Limitations and future research directions
Future research specifically examining social exclusion in the lives of mothers doubled up with family or friends, or who are living on the street, would offer further insight into the unique barriers faced by this particular subgroup. Furthermore, despite sharing findings via follow-up interviews to several participants, not all participants chose to pursue follow-up interviews and thus were not provided with an update of findings where their input could further shape. Finally, future studies inclusive of participant who do not speak English would allow an enhanced understanding of such challenges as it relates to mothering while homeless.
Conclusion
Through critical narrative inquiry, the contradictory nature of supports and the monumental role that the system played in mothers’ lives were emphasized. In our advocacy and care efforts, we as nurses must consider the broad and systemic forms of exclusion that further compromise the health of mothers experiencing homelessness. We can advocate for evidence-informed solutions to systems-level issues, such as poverty reduction and Housing-First initiatives.
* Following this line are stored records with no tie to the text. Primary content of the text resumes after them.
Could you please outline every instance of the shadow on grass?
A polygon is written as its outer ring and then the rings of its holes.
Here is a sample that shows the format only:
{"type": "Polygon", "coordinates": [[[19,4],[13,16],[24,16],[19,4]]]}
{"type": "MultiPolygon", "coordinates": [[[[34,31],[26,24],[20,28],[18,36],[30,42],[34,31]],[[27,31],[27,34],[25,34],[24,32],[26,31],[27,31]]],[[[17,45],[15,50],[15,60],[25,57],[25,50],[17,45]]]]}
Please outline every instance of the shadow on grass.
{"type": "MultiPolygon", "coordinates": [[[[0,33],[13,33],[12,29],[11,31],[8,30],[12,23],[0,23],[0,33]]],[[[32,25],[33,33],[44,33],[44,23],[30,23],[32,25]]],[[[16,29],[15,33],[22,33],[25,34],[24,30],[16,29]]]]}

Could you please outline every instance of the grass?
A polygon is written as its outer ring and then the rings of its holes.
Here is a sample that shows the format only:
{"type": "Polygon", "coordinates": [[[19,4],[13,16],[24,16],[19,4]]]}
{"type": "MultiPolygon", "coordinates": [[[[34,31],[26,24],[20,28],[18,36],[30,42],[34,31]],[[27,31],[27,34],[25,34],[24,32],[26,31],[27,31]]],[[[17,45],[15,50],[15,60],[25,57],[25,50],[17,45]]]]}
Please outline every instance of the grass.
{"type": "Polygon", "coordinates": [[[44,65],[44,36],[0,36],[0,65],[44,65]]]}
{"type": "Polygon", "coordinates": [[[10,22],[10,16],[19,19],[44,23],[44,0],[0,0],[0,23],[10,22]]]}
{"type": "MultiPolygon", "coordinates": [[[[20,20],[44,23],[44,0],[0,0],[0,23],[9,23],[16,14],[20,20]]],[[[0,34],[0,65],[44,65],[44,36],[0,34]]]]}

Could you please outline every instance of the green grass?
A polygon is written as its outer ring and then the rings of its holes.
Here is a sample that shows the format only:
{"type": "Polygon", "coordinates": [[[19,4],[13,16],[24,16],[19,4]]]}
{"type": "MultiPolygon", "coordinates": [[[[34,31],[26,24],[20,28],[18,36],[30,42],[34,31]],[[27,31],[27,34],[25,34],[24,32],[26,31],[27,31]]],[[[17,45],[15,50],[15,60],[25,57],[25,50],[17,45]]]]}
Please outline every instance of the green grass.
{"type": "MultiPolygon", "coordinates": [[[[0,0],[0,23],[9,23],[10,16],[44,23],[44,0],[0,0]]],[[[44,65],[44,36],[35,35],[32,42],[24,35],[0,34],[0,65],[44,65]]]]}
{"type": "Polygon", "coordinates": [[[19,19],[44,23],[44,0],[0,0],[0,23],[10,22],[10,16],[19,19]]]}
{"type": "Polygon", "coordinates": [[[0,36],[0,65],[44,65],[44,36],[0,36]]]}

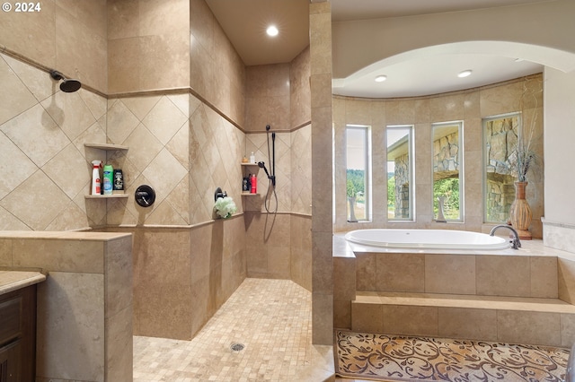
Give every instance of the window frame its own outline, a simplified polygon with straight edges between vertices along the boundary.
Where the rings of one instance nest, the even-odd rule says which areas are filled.
[[[498,119],[504,119],[504,118],[512,118],[514,117],[518,117],[518,126],[517,126],[517,129],[518,129],[518,135],[520,134],[521,132],[521,126],[522,126],[522,113],[520,111],[512,111],[509,113],[503,113],[503,114],[498,114],[495,116],[489,116],[489,117],[485,117],[482,118],[482,183],[483,186],[483,189],[482,189],[482,221],[483,223],[485,224],[501,224],[501,223],[507,223],[507,219],[505,221],[491,221],[488,219],[489,213],[488,213],[488,199],[487,199],[487,194],[488,194],[488,179],[487,179],[487,166],[490,165],[490,155],[489,155],[489,149],[488,149],[488,142],[487,142],[487,124],[491,121],[494,121],[494,120],[498,120]],[[508,218],[509,219],[509,218]]]
[[[365,218],[358,219],[358,222],[371,222],[373,220],[372,212],[372,127],[367,125],[356,125],[346,124],[345,126],[345,170],[346,170],[346,181],[344,187],[346,187],[346,220],[348,219],[348,195],[347,195],[347,183],[348,183],[348,131],[349,130],[364,130],[365,139],[363,140],[364,150],[366,155],[364,158],[364,182],[365,182]]]
[[[435,163],[435,153],[434,153],[434,143],[435,143],[435,137],[434,137],[434,127],[445,127],[445,126],[457,126],[457,133],[458,133],[458,136],[457,136],[457,144],[458,144],[458,150],[457,150],[457,157],[459,160],[459,219],[447,219],[446,217],[446,221],[447,222],[464,222],[464,121],[463,120],[456,120],[456,121],[447,121],[447,122],[434,122],[431,124],[431,213],[432,213],[432,220],[435,221],[437,220],[436,214],[435,214],[435,195],[434,195],[434,188],[435,188],[435,180],[434,180],[434,163]]]
[[[409,181],[409,186],[408,186],[408,189],[409,189],[409,207],[408,207],[408,217],[406,218],[394,218],[391,219],[389,217],[389,206],[387,206],[387,203],[386,203],[386,211],[385,211],[385,216],[387,219],[387,221],[391,221],[391,222],[413,222],[416,221],[416,211],[415,211],[415,206],[416,206],[416,203],[415,203],[415,199],[416,199],[416,195],[415,195],[415,125],[387,125],[385,126],[385,178],[387,179],[385,182],[385,189],[387,190],[388,187],[389,187],[389,178],[388,178],[388,174],[389,171],[388,169],[388,156],[389,156],[389,148],[392,147],[389,145],[388,141],[389,141],[389,132],[390,130],[408,130],[408,139],[407,139],[407,144],[408,144],[408,169],[409,169],[409,176],[408,176],[408,181]],[[400,138],[400,139],[403,139],[403,138]],[[399,142],[400,139],[398,139],[395,143]],[[395,143],[394,143],[394,144]],[[385,192],[385,194],[387,194],[387,191]],[[389,198],[389,195],[387,195],[387,199]]]

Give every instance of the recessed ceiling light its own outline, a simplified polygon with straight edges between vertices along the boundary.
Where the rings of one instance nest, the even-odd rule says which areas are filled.
[[[278,36],[278,33],[279,33],[279,30],[278,30],[278,28],[275,25],[270,25],[266,30],[266,33],[268,33],[268,36],[274,37],[274,36]]]

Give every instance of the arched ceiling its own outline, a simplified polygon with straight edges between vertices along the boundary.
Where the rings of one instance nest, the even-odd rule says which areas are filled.
[[[246,65],[290,62],[308,45],[309,0],[206,1]],[[330,0],[335,22],[548,1],[553,0]],[[278,37],[265,36],[268,23],[279,26]],[[532,61],[526,55],[518,55],[525,47],[516,46],[517,54],[513,49],[501,54],[473,44],[452,48],[429,47],[374,63],[348,78],[335,79],[333,92],[377,98],[435,94],[538,73],[544,65],[541,60]],[[457,78],[456,74],[463,69],[472,69],[473,74]],[[385,82],[374,82],[379,74],[387,76]]]

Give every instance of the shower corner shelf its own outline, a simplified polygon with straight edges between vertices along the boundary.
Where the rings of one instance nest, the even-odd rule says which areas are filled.
[[[127,198],[128,194],[115,194],[115,195],[84,195],[86,199],[114,199],[114,198]]]
[[[114,144],[114,143],[84,143],[85,147],[90,147],[92,149],[98,150],[106,150],[106,151],[113,151],[113,150],[128,150],[128,146],[123,146],[121,144]]]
We can also employ health-equity approaches to care that ensures compassion, respect, and shared power are achieved (Browne et al., 2015; EQUIP Health Care, 2018; Ford-Gilboe et al., 2018).
Declaration of Conflicting Interest
The author(s) declared no potential conflicts of interest with respect to the research, authorship, and/or publication of this article.
Footnotes
Funding
The author(s) disclosed receipt of the following financial support for the research, authorship, and/or publication of this article: Ontario Graduate Scholarship Program (Total of $61 500 over four years).